More than 53,000 migrants turned themselves in to border authorities in this sector of the border in October alone, an increase of 280% compared to the same month last year, and the largest increase in the entire southern border of the United States.
Many arrive barely wearing anything, wet or dirty after crossing the Darien jungle in Panama or the Rio Grande, which separates Mexico from the United States. And in El Paso, while they search for a way to buy tickets to go to other cities, they face freezing temperatures in this precarious way, even having to sleep on the street.
“Your heart breaks, especially when there are children,” says Falcón, a teacher at a school who at night has built a support network with other volunteers and local churches.
“Abbott buses”
A migratory peak was registered in the last days, which led the mayor, Oscar Leeser, to decree a state of emergency to expedite resources.

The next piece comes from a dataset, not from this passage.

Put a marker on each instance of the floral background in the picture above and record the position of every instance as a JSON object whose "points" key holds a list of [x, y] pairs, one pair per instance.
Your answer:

On Saturday night, after the announcement, a bus arrived at the bus terminal in downtown El Paso, a frequent stop for migrants with few resources seeking to continue on their way to other cities.
“Those who do not have tickets until tomorrow can come with us,” said a municipal official as they got off the bus, who explained that they would be taken to a hotel to sleep under the state of emergency.
But many migrants watched, immobile, afraid. “We have heard so many things,” said Santiago, a 23-year-old Colombian. “How can we trust? What if they take us to another state?” added the young man who says he left his country due to the economic situation.
“These are not the bad buses,” another volunteer tells them, who does not give her name, but offers blankets, masks and guidance.
“They are afraid, they don’t want to get on Abott’s buses,” the young woman explained to AFP, referring to the Texas governor, Republican Greg Abbott, who promoted the transfer of migrants by land to other states without properly clarifying the conditions of the bus. travel.
Fear was stronger than the cold and few accepted the offer.
“I’ve been through so much already. What’s more a cold night? I am very afraid to get on a bus ”, insisted Santiago, who is waiting at the terminal for a consignment from his family to buy a ticket to Lowell, Massachusetts, his final destination almost 4,000 km from El Paso.